After four and half years as the country’s seventh Attorney-General, retired judge Paul Kihara Kariuki handed over the reins at State Law Office to Justin Muturi.
Mr Kariuki’s tenure, having taken over as the government's chief legal adviser from Prof Githu Muigai in 2018, had many highs and lows.
Notably, the relationship between the Judiciary and the Executive was strained. The irony is that the relationship had been widely expected to improve with the retired Court of Appeal at the State Law Office. But under his term, it deteriorated.
The relationship worsened when former President Uhuru Kenyatta refused to swear in 41 judges as recommended by the Judicial Service Commission (JSC). Then Chief Justice (CJ) David Maraga was forced to call several press conferences to protest the decision by the President declining to swear in the judges.
The former CJ also bitterly complained over what he termed as disobedience of court orders by the Executive. Justice Maraga, who has since retired, also complained over the reduction of the Judiciary budget
In defence of his boss, Mr Kariuki fired back accusing Justice Maraga of breaching established norms of government and direct lines of communication, which exist between the offices of CJ, AG and the President.
He maintained that the Executive remained committed to implementing all court orders, to the extent lawfully practicable, save for instances where there are appropriate stay orders and pending appeals.
“The statements (by the CJ) demonstrate that the honourable Chief Justice has failed to cultivate the spirit of constructive consultation and has instead resorted to grandstanding and populist brinkmanship, with the Executive as his bogeyman,” he said.
Mr Kariuki was not pleased by CJ move and said he was setting tone for judges and magistrate over matters that are either currently or would in the near future, end up before courts, for determination.
“As a judge of the Supreme Court, the CJ is also revealing his disposition and prejudices over certain constitutional and legal issues that may end up before the Supreme Court for determination,” he said.
The judges were eventually sworn in although President Kenyatta left out six of them over integrity issues. The six were sworn into office when President William Ruto came into office after promising to do so during the campaigns.
Towards the end of President Kenyatta’s term, Mr Kariuki was part of the team that defended the push to amend the Constitution through a popular initiative known as the Building Bridges Initiative (BBI). The bid was first shot down by a bench of five judges of the High Court and upheld by the Court of Appeal.

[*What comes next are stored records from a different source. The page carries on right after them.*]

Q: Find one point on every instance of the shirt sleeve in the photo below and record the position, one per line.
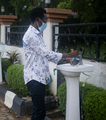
(39, 46)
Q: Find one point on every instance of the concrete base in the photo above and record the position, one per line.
(23, 107)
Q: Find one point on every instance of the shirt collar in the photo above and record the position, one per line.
(34, 29)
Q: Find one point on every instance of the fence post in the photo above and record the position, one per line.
(5, 20)
(55, 16)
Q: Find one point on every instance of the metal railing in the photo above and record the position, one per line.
(14, 35)
(90, 38)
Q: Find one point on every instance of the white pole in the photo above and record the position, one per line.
(72, 103)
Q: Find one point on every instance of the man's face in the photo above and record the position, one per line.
(44, 19)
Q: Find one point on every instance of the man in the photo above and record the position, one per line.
(37, 55)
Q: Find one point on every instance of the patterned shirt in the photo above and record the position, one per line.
(37, 56)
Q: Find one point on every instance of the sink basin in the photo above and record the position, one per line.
(72, 74)
(70, 71)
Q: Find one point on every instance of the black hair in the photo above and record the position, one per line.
(36, 12)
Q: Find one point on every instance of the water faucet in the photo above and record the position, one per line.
(80, 58)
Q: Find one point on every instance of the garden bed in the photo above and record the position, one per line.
(20, 104)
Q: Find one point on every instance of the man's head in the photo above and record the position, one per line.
(37, 16)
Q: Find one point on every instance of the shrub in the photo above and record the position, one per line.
(16, 80)
(94, 105)
(88, 89)
(5, 64)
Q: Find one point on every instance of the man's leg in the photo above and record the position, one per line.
(37, 91)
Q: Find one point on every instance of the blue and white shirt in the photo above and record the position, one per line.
(37, 56)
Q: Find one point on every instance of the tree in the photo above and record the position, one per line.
(91, 10)
(20, 8)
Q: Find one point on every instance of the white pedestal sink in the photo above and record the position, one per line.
(72, 74)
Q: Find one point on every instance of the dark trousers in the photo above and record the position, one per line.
(37, 92)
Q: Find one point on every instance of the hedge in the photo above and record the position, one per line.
(93, 97)
(16, 80)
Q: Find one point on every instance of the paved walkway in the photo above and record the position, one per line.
(8, 114)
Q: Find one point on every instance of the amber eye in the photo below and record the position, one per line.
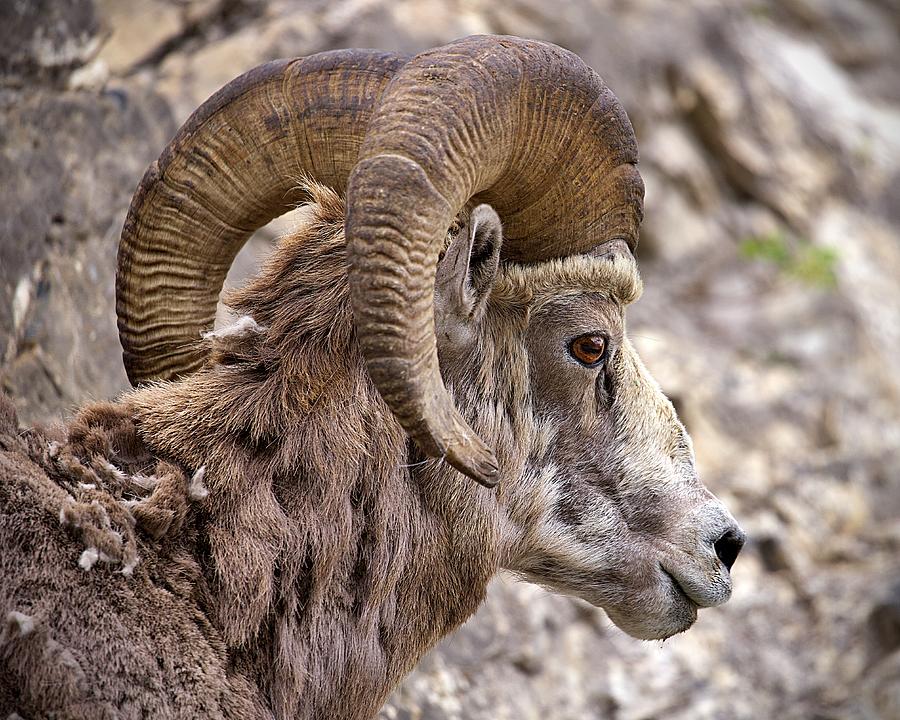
(588, 349)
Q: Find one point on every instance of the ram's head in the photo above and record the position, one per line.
(523, 321)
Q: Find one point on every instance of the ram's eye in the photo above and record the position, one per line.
(588, 349)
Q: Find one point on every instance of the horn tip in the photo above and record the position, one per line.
(477, 461)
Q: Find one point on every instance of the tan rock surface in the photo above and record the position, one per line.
(770, 138)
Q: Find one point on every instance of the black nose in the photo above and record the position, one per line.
(728, 547)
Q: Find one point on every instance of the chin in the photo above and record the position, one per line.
(667, 616)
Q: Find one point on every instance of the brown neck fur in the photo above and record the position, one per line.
(334, 560)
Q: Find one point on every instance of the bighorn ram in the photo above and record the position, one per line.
(266, 527)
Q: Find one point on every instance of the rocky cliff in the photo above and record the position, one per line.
(770, 141)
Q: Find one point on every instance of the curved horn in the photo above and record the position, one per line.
(232, 167)
(523, 125)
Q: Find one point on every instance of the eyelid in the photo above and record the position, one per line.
(590, 334)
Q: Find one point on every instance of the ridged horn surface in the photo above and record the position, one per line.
(521, 124)
(232, 167)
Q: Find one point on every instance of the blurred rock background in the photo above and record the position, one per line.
(770, 141)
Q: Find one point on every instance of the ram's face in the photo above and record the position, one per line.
(598, 478)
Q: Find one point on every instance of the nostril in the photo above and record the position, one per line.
(728, 547)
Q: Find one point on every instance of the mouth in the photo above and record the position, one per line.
(677, 590)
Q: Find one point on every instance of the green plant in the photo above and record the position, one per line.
(795, 257)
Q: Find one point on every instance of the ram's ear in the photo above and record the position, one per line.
(467, 270)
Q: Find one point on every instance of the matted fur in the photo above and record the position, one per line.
(261, 538)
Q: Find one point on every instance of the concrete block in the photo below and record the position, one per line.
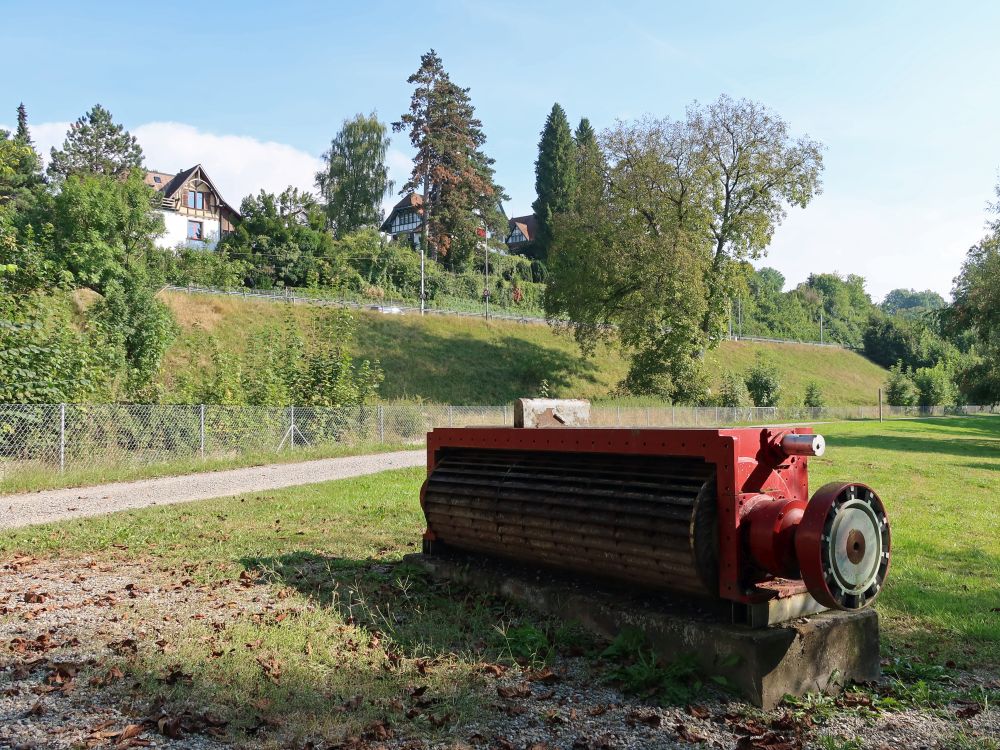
(551, 412)
(819, 653)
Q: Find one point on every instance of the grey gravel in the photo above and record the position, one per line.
(87, 609)
(30, 508)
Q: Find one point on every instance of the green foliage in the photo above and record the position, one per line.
(649, 248)
(763, 382)
(976, 312)
(287, 363)
(935, 386)
(555, 176)
(355, 177)
(96, 145)
(900, 389)
(814, 398)
(450, 169)
(733, 391)
(21, 177)
(889, 339)
(527, 643)
(137, 327)
(187, 265)
(283, 241)
(100, 227)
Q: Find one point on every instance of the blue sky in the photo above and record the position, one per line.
(903, 95)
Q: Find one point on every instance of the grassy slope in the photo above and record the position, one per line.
(465, 361)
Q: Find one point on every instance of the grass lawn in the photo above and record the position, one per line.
(345, 624)
(469, 361)
(28, 478)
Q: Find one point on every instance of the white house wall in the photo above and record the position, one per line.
(176, 233)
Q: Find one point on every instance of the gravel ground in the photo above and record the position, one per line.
(55, 505)
(65, 623)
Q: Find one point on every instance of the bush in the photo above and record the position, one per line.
(733, 392)
(900, 389)
(763, 382)
(935, 386)
(814, 395)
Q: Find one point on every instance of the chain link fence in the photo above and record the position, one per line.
(90, 436)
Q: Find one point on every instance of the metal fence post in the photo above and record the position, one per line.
(62, 438)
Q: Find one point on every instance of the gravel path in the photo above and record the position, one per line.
(77, 502)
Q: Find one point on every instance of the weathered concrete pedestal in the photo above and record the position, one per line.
(819, 653)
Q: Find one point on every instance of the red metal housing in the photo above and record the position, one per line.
(478, 478)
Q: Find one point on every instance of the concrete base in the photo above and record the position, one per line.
(819, 653)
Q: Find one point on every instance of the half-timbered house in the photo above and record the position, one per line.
(194, 211)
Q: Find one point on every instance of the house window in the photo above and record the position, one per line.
(516, 237)
(404, 221)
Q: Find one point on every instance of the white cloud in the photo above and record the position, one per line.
(914, 245)
(238, 165)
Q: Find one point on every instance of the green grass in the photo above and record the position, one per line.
(33, 478)
(359, 622)
(468, 361)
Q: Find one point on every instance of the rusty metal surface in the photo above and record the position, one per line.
(747, 462)
(623, 517)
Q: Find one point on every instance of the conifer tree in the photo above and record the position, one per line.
(450, 167)
(95, 144)
(591, 168)
(22, 177)
(555, 176)
(22, 134)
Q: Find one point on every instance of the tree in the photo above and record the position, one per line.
(95, 144)
(283, 240)
(591, 168)
(20, 166)
(899, 387)
(632, 260)
(450, 167)
(746, 169)
(22, 134)
(555, 176)
(100, 227)
(814, 398)
(976, 312)
(355, 177)
(912, 303)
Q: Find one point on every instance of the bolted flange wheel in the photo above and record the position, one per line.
(843, 545)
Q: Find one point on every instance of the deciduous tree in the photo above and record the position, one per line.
(355, 178)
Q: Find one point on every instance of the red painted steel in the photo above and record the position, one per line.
(751, 468)
(816, 541)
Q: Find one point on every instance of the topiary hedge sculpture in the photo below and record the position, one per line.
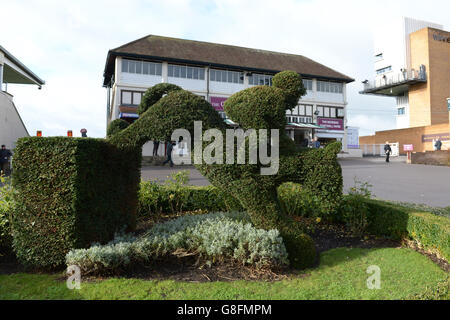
(165, 108)
(259, 107)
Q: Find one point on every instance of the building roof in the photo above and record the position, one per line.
(16, 72)
(218, 55)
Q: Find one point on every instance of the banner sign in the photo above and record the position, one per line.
(217, 103)
(352, 138)
(331, 123)
(431, 137)
(408, 147)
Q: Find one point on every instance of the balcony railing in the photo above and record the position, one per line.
(405, 77)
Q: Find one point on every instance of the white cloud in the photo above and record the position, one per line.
(66, 42)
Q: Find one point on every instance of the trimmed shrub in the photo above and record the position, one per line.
(430, 231)
(155, 198)
(116, 126)
(212, 237)
(7, 205)
(153, 94)
(70, 192)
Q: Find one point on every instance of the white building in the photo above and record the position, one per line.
(15, 72)
(215, 72)
(392, 62)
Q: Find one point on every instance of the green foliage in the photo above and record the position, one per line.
(212, 237)
(116, 126)
(7, 206)
(156, 198)
(70, 192)
(291, 84)
(153, 94)
(430, 231)
(178, 109)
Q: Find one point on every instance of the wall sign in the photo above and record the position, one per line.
(431, 137)
(331, 123)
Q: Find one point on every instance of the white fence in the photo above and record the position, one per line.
(378, 149)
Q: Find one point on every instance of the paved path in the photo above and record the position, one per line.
(391, 181)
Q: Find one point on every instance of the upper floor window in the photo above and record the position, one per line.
(260, 79)
(141, 67)
(130, 98)
(226, 76)
(384, 70)
(178, 71)
(326, 86)
(307, 83)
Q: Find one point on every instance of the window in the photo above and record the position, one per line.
(326, 86)
(260, 79)
(384, 70)
(141, 67)
(226, 76)
(307, 83)
(131, 98)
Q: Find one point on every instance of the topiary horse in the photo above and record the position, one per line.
(167, 107)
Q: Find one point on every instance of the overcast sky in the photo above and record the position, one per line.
(66, 43)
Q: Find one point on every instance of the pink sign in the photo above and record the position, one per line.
(217, 103)
(408, 147)
(331, 123)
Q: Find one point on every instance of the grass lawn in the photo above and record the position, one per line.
(341, 275)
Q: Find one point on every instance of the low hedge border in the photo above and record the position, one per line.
(386, 219)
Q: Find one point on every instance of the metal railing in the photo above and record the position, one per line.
(396, 78)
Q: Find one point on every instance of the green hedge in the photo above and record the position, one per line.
(429, 230)
(70, 192)
(361, 214)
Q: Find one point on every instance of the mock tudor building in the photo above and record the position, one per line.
(215, 72)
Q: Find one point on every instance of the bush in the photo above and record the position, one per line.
(212, 237)
(175, 196)
(70, 193)
(430, 231)
(7, 205)
(116, 126)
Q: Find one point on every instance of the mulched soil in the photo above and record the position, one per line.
(326, 237)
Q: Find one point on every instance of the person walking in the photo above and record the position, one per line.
(155, 148)
(169, 153)
(438, 144)
(387, 150)
(5, 154)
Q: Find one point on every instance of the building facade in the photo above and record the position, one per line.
(12, 71)
(418, 77)
(215, 72)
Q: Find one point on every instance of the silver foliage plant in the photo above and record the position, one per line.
(212, 237)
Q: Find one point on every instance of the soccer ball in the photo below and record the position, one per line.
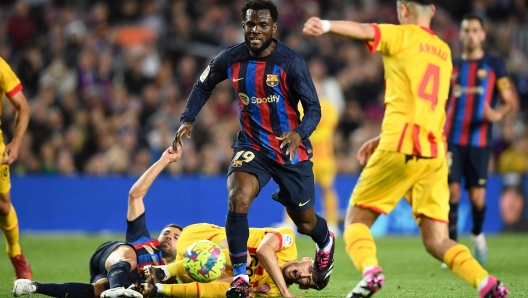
(204, 261)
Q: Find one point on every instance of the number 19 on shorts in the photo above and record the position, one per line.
(242, 156)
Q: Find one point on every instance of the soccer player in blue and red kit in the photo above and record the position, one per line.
(269, 80)
(477, 79)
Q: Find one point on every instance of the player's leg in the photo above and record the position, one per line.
(325, 173)
(297, 193)
(383, 182)
(476, 183)
(454, 162)
(247, 174)
(459, 259)
(189, 290)
(430, 207)
(9, 225)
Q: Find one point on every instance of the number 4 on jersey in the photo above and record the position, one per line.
(431, 76)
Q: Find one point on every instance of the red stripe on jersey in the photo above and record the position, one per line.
(265, 117)
(483, 136)
(417, 149)
(290, 112)
(245, 117)
(464, 138)
(14, 90)
(434, 146)
(400, 142)
(372, 46)
(452, 102)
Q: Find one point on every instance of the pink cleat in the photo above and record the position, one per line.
(493, 289)
(372, 282)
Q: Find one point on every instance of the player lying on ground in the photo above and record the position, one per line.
(409, 158)
(273, 265)
(115, 265)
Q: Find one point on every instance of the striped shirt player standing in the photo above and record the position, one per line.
(269, 80)
(476, 81)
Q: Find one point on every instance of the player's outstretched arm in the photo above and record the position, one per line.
(136, 207)
(18, 100)
(266, 253)
(316, 27)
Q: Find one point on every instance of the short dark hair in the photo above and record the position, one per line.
(260, 5)
(421, 2)
(173, 226)
(473, 17)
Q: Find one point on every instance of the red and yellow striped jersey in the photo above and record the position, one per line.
(417, 74)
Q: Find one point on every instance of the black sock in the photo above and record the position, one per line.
(237, 232)
(320, 233)
(70, 289)
(118, 274)
(478, 220)
(453, 220)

The matter was escalated to the Supreme Court and although Mr Kariuki and proponents of BBI lost the bid to amend the Constitution, the judges agreed with him on some aspects, including the determination that a sitting President cannot be sued for his actions or omissions while in office.
The judges of the apex court ruled that the President enjoys immunity against prosecution over his actions or omissions as he discharges his official functions.
When several petitions were filed challenging the election of President Ruto after the August 9 General Election, Mr Kariuki said he would not oppose the cases.
This was a departure from the norm as his predecessors in 2013 and 2017, opposed all petitions that sought to nullify election results in each case.
As he walked out of Sheria House premises on Friday after handing over to Mr Muturi, Mr Kariuki said he was proud of his achievements after ‘making great strides towards achieving a satisfactory legal service delivery to Kenyans’.
“I consider our nation’s justice and legal services sector institutional framework robust,” Mr Kariuki said.
Mr Kariuki said during his tenure in office, the State Law office managed to conclude 4,541 cases filed against the national government, gave 3,119 legal opinions to ministries, department and agencies and approved 252 procurement contracts.